Learning from the PDETs
Colombia’s PDET process offers real-life evidence of how citizens’ peacebuilding expectations are frustrated. This is exacerbated by the overall slow implementation pace as well as persistent violence and insecurity that the newly elected Petro administration inherited from its predecessors, as Eduardo Álvarez-Vanegas sharply analysed on this blog. Combined, these dynamics may end up reinforcing what Burnyeat characterises as ‘chronic distrust in the state‘. This distrust is not new but emerged in colonial times and has been deepened by decades of armed conflict and state neglect of the Colombian countryside.

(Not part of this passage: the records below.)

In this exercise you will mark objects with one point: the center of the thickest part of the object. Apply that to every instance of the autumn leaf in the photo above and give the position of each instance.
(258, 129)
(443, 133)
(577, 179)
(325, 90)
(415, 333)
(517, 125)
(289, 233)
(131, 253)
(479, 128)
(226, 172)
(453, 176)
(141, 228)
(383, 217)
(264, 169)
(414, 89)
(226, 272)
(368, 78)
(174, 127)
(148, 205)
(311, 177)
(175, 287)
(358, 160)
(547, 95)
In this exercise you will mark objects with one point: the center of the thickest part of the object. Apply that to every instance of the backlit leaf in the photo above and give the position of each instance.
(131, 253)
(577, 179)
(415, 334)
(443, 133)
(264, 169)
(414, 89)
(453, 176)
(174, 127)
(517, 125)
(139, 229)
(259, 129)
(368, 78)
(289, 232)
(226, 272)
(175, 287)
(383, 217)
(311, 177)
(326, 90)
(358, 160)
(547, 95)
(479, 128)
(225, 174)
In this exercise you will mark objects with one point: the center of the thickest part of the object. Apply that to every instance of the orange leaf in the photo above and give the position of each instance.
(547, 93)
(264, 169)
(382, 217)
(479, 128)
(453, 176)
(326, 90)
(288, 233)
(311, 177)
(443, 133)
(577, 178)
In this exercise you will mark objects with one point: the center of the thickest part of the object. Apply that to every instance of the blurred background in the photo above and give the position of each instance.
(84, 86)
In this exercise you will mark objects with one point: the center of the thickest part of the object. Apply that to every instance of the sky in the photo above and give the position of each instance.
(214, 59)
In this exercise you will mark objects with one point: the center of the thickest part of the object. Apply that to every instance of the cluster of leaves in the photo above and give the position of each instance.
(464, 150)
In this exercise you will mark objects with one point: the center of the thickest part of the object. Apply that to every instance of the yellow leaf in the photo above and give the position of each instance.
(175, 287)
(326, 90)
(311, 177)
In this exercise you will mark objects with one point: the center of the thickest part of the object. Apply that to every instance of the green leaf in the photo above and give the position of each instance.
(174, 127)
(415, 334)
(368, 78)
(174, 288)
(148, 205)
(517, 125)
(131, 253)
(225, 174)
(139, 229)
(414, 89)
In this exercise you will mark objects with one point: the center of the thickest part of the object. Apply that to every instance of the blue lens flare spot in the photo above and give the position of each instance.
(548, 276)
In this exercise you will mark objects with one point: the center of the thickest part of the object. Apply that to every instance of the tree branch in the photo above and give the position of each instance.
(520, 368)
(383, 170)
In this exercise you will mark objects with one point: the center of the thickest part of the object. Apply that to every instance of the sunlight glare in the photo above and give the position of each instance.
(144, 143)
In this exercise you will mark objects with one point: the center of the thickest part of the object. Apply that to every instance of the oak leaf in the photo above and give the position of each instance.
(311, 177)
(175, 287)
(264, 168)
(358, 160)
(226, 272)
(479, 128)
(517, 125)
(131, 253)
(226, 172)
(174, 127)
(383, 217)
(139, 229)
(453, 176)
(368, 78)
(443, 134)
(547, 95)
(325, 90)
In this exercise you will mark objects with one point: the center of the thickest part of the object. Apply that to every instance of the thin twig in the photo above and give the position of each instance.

The Civil War Paths project’s actor-centric approach is helpful to analyse these dynamics, as is its focus on context-sensitivity and (sub-national) variation. More precisely, this approach theoretically justifies and emphasises the empirical relevance of historically filtered, place-contingent state-society relations as an important feature of the PDETs’ politics of participation. Hence, it is not only useful to think of it as a framework of analysis for peace and war dynamics, but for dynamics of inclusion and exclusion more generally. Inclusive peacebuilding may be desirable for a variety of reasons, but numerous peacebuilding actors, including political and economic elites, policymakers, armed groups and community actors can and do manipulate it to reinforce existing power relations. The examples from the SNP PDET process presented here show that these can dramatically curtail (diverse) citizens’ real influence and decision-making power. Rather than uncritically praising the potential of inclusion, scholars and practitioners should recognise that existing difficulties may not only constitute technical-administrative deficiencies but expressions of (systemic) resistance and lack of political will.